Hase und Igel - „Demokratie wagen“ kommt zu spät!

  • 18 October 2011
  • jdroop

Selbst schuld oder zu blöd zum Lesen könnte man nun meinen: Der Hauptausschuss tagte am Montag entgegen der üblichen Tagungszeit bereits um 16 Uhr statt um 17 Uhr. Das hätte man lesen können, stand es doch auf der Tagungsvorlage. Aber ganz so einfach ist es nicht, denn im Foyer des Rathauses stand auf der elektronischen Tafel noch 17 Uhr als Anfangsuhrzeit.
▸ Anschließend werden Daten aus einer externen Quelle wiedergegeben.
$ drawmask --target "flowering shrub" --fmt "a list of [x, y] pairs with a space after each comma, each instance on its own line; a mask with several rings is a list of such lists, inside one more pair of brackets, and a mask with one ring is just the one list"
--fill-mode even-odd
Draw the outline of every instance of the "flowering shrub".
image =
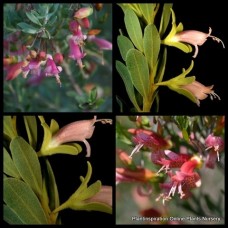
[[101, 166], [105, 151], [95, 144], [104, 138], [109, 142], [109, 134], [100, 138], [100, 132], [112, 131], [112, 120], [56, 117], [4, 116], [3, 219], [8, 224], [91, 225], [100, 217], [109, 224], [114, 154], [106, 159], [108, 166]]
[[117, 116], [117, 224], [224, 223], [224, 127], [224, 116]]
[[[208, 4], [208, 15], [204, 14], [204, 19], [206, 17], [208, 21], [205, 19], [202, 22], [203, 10], [194, 4], [185, 7], [184, 3], [120, 3], [116, 7], [119, 14], [123, 15], [122, 23], [117, 28], [119, 56], [115, 62], [122, 83], [117, 92], [120, 111], [158, 112], [160, 103], [167, 107], [167, 93], [164, 91], [169, 93], [169, 89], [197, 106], [209, 102], [204, 100], [210, 98], [217, 100], [214, 101], [217, 104], [213, 105], [222, 108], [222, 91], [218, 91], [222, 80], [215, 78], [215, 75], [224, 64], [217, 61], [215, 56], [225, 58], [222, 50], [225, 44], [215, 36], [215, 32], [216, 28], [221, 33], [224, 29], [219, 27], [222, 23], [217, 21], [217, 17], [211, 16], [215, 10], [214, 5]], [[181, 17], [181, 14], [184, 16]], [[198, 20], [194, 23], [192, 20], [195, 14]], [[210, 28], [212, 23], [214, 27]], [[205, 30], [200, 31], [200, 26], [205, 24]], [[218, 49], [212, 52], [209, 47], [205, 47], [209, 43], [219, 43], [223, 54]], [[200, 47], [202, 45], [204, 48]], [[200, 49], [206, 51], [204, 57], [201, 57], [203, 53]], [[210, 67], [206, 68], [207, 64]], [[201, 74], [206, 74], [207, 77], [201, 77]], [[177, 94], [172, 96], [183, 100], [181, 110], [188, 109], [189, 106], [194, 108], [191, 102], [184, 101], [184, 97], [178, 98]], [[171, 98], [170, 100], [172, 101]]]
[[112, 9], [96, 5], [4, 5], [5, 111], [111, 111]]

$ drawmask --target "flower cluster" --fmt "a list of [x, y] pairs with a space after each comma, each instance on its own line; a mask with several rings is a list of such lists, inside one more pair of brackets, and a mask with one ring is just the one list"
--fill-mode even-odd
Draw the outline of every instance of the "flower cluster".
[[[187, 199], [192, 195], [192, 190], [201, 186], [199, 170], [203, 168], [203, 164], [205, 163], [206, 168], [213, 169], [216, 160], [220, 161], [219, 153], [224, 150], [224, 140], [220, 136], [209, 134], [204, 139], [202, 147], [205, 147], [206, 154], [200, 153], [200, 150], [198, 154], [189, 153], [187, 148], [185, 150], [180, 148], [177, 153], [170, 150], [173, 146], [170, 140], [154, 131], [142, 128], [143, 125], [139, 117], [136, 118], [136, 123], [141, 128], [128, 129], [128, 132], [133, 134], [132, 144], [136, 144], [130, 155], [122, 149], [116, 151], [118, 159], [124, 165], [124, 167], [116, 168], [116, 184], [123, 182], [140, 183], [138, 194], [141, 196], [154, 193], [152, 185], [156, 182], [159, 183], [162, 191], [156, 197], [156, 201], [162, 199], [163, 204], [165, 204], [176, 194], [179, 195], [180, 199]], [[182, 133], [178, 134], [183, 139]], [[189, 136], [189, 143], [195, 141], [196, 136], [192, 132]], [[153, 169], [144, 167], [143, 161], [141, 165], [136, 165], [133, 155], [137, 156], [135, 153], [140, 151], [149, 152], [146, 157], [151, 166], [154, 167]], [[158, 169], [155, 170], [155, 168]], [[147, 193], [142, 193], [143, 185], [147, 187]]]
[[[43, 7], [45, 6], [40, 6], [38, 9], [41, 10]], [[56, 9], [58, 7], [56, 6]], [[20, 7], [18, 10], [22, 9]], [[29, 85], [38, 85], [45, 77], [52, 76], [56, 78], [57, 83], [61, 86], [59, 74], [63, 69], [59, 64], [63, 63], [67, 58], [63, 58], [65, 55], [64, 50], [55, 42], [55, 36], [52, 36], [49, 32], [49, 30], [53, 30], [53, 26], [51, 26], [52, 20], [50, 18], [53, 17], [53, 20], [56, 20], [57, 16], [54, 17], [55, 11], [50, 13], [50, 15], [38, 16], [44, 13], [42, 10], [41, 12], [39, 10], [36, 12], [34, 9], [30, 13], [26, 12], [26, 15], [30, 22], [41, 26], [40, 29], [33, 28], [30, 24], [22, 22], [18, 24], [21, 27], [21, 31], [16, 31], [4, 39], [4, 69], [7, 72], [6, 80], [13, 80], [22, 73], [24, 78], [27, 78], [28, 75], [32, 76], [28, 79]], [[112, 50], [111, 42], [96, 36], [101, 30], [91, 29], [92, 23], [89, 16], [92, 14], [93, 7], [78, 6], [73, 16], [70, 16], [69, 10], [67, 18], [71, 35], [68, 36], [67, 40], [63, 40], [68, 45], [64, 47], [68, 49], [69, 59], [75, 60], [80, 69], [84, 67], [82, 59], [87, 54], [85, 51], [87, 42], [95, 43], [99, 50]], [[45, 17], [46, 21], [41, 20], [43, 17]], [[26, 42], [23, 41], [23, 44], [21, 44], [21, 37], [23, 37], [24, 33], [36, 34], [36, 36], [33, 39], [29, 35]]]
[[[89, 16], [93, 13], [93, 8], [83, 7], [75, 12], [74, 20], [70, 21], [69, 29], [72, 32], [72, 35], [69, 36], [69, 58], [76, 60], [80, 68], [83, 68], [82, 59], [86, 56], [84, 51], [85, 41], [94, 42], [99, 49], [101, 50], [112, 50], [112, 43], [96, 37], [93, 35], [93, 32], [99, 33], [98, 30], [90, 29], [90, 20]], [[82, 31], [84, 30], [84, 31]]]

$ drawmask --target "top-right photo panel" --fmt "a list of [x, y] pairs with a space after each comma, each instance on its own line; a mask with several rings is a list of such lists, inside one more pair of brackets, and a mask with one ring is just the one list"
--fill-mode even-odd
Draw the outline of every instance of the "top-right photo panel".
[[186, 2], [113, 7], [117, 113], [225, 112], [226, 7]]

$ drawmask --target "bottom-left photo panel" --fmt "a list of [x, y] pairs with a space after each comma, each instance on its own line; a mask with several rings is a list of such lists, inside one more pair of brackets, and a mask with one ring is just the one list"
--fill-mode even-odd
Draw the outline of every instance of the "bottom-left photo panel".
[[3, 220], [114, 225], [111, 114], [3, 116]]

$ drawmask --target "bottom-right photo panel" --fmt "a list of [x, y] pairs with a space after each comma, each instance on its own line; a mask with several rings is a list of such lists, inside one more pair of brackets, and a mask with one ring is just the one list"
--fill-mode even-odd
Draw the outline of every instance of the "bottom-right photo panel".
[[225, 116], [116, 116], [116, 224], [224, 224]]

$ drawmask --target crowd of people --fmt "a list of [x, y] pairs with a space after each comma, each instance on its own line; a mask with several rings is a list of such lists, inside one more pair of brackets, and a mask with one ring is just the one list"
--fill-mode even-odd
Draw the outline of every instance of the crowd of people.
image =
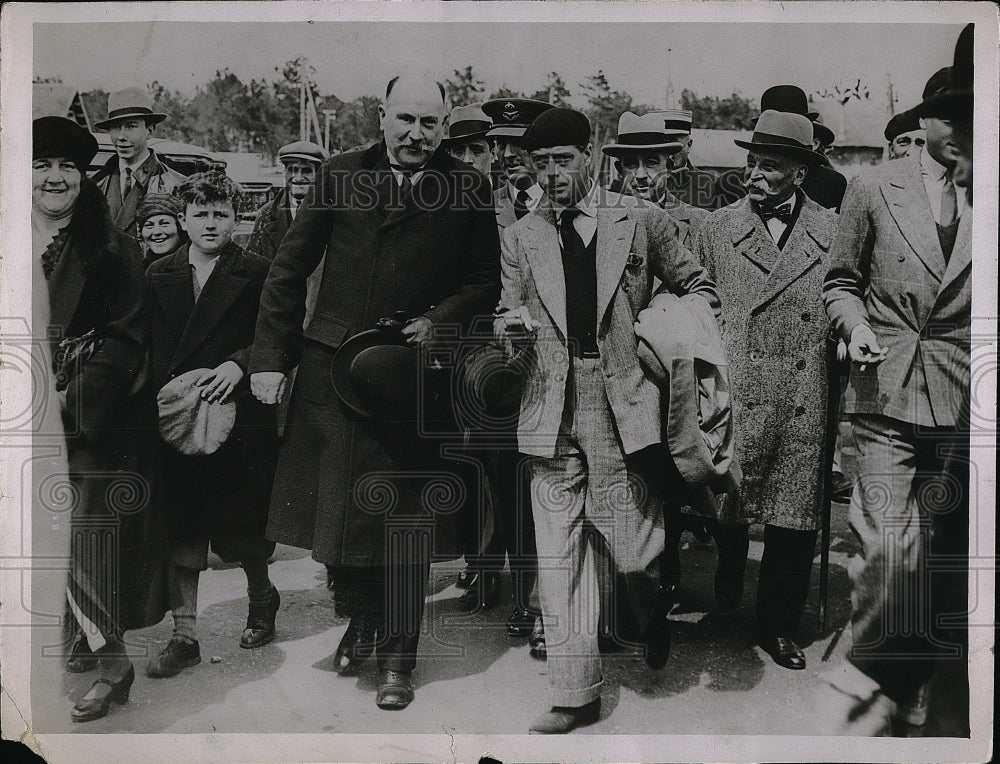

Ein besonderer Hinweis auf das frühe Anfangen und damit das Abweichen von der gewohnten Zeit fand sich nirgends.

 

Als die Interessierten um 17 Uhr auf der Besuchertribüne ankamen, war der Löwenanteil der politischen Debatte bereits über die Bühne gegangen. Dieses Verfahren erinnert an die Geschichte von Hase und Igel. Abgesehen davon, dass kaum ein Interessierter um 16 Uhr bereits Zeit hat.
Besonders schade ist das, weil heute über die Vorschläge zum Bürgerhaushalt diskutiert wurde. Die Politik sollte entscheiden, welche Bürgervorschläge in die Abstimmungsphase kommen – und welche nicht. So waren nun Politik und Verwaltung unter sich geblieben.

Zudem gab es neben der Verwaltungsvorlage im Ratsinformationssystem je eine Tischvorlage der BfGT-Fraktion und der Grünen. Diese Anträge sind tagesaktuell und finden sich nur spärlich ausgelegt auf der Tribüne. Bedauerlich ist der Umstand, dass die Begründungen für die Anträge jeweils mündlich vorgetragen werden sollten. Vor einer leeren Zuschauertribüne ist das wenig hilfreich.

Die Grünen hatten den Antrag gestellt, die Bürgervorschläge für die Abstimmungsphase sollten originalgetreu und im Wortlaut unverändert übernommen werden. Wesentliche Änderungen seien nur in Absprache mit dem Einreicher vorzunehmen. Dass solch ein Antrag überhaupt gestellt werden muss, zeigt, wie wenig transparent das zweite Verfahren zum Bürgerhaushalt gestaltet ist. Nach Wegfall der Anonymität und der Filterung der Ideen durch den Hauptausschuss wird in der zweiten Runde deutlich: Die Idee „Bürgerhaushalt“ ist ausgehöhlt und bleibt in Gütersloh leere Fassade.

Der Bürgerhaushalt sei ein Angebot an die Bürgerschaft, ihre Meinung einzubringen. Wird ein solches Angebot nicht in nennenswertem Umfang angenommen, sollte es eingestellt werden - so der Vorschlag der Verwaltung.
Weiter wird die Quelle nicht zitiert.